Understanding tables for CDF of a Binomial Distribution Disclaimer: I'm new to statistics.
Background: I'm reading Probability for Dummies by Deborah Rumsey, 2nd edition.
Quote: The author writes, "If you look at a column where p is small -p = 0.01, for example-you see more probability accumulating right away when X = 0, because the probability of success is so small; therefore, the chance of getting less than or equal to zero successes is large. The graph of the pmf is skewed to the right. And for a column where p is large-say, p = 0.99 -no probability accumulates until the later values of X, because the probability of success is large. The graph of the pmf in this case is skewed to the left."
Problem: My intuition tells me that if p is small (e.g., .01), then it's probability column should also be small, not start large (.951, .999, etc.)
Question: Does anyone have a clearer explanation of how to use this table?

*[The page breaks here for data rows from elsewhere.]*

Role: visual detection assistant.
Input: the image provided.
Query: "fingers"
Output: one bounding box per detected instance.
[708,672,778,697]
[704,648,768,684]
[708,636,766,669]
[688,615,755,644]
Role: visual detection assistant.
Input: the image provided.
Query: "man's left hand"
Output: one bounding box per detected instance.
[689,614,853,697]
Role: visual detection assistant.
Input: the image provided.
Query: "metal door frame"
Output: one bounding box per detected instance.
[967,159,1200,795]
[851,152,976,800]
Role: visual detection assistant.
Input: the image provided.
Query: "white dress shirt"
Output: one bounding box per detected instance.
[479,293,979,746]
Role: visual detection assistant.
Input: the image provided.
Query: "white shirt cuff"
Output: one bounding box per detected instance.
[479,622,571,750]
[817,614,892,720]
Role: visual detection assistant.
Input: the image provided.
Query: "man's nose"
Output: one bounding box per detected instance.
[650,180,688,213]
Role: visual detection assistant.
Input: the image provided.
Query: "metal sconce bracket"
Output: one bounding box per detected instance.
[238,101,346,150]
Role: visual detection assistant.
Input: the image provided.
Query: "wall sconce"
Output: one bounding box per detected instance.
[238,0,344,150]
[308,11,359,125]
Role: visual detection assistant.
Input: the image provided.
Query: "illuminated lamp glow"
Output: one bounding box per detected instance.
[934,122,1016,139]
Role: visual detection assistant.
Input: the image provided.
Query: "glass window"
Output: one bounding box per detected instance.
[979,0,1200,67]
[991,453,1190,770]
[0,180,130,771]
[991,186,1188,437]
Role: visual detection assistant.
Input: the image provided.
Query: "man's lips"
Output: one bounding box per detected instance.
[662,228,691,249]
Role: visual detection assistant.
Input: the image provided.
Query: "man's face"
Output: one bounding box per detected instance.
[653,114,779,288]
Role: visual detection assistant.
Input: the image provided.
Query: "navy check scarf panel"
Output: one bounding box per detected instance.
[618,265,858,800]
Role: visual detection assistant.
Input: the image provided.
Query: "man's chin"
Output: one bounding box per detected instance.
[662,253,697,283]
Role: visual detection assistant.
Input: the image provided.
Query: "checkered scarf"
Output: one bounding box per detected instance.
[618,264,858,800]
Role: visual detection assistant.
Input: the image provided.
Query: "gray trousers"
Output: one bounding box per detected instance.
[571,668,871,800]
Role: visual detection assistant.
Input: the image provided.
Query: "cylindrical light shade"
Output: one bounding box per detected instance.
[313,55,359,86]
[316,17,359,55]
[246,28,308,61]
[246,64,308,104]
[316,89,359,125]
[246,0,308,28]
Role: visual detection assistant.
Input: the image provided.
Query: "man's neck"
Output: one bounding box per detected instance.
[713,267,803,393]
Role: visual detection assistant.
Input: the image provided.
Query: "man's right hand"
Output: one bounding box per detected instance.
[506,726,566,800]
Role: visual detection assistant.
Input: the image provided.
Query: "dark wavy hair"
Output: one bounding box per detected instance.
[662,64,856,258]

 A: If $p$ is very small, $X$ will be $0$ with probability very close to $1$.  The first entry in the table, for $x=0$, is $P(X \le 0) = P(X=0)$, and that will be very close to $1$.  As you go down in the table, the numbers grow:
$$P(X \le 0) \le P(X \le 1) \le P(X \le 2) \le \ldots$$
so these will be even closer to $1$.
To get a small number in the table for $P(X \le x)$, you need $P(X>x)$ to be 
near $1$, i.e. $X$ is usually greater than $x$, and this requires $p$ to be near $1$.
A: If $p$ is small then $1-p$ is large. The cdf for $n=5$ is 
$$P(X\leq x)=\sum_{k=0}^x \binom{5}{k} p^k\cdot (1-p)^{5-k}$$
If $x=0$ then $P(X=0)=(1-p)^5$. For $p=0.01$ it becomes $P(X=0)=0.99^5=0.951$
The key point is that at the beginning of the columns $(1-p)$ is raised to power more than $p$. In the first row $n$ times. In the second row $n-1$ times...
The larger $(1-p)$ is the larger is $(1-p)^{5-k}$. This is the term which dominates the term $p^k$ at the beginning of the columns.
Since the single probabilties are summed up in case of a cdf the numbers of the columns on the left grow faster at the beginning than the numbers of the columns on the right.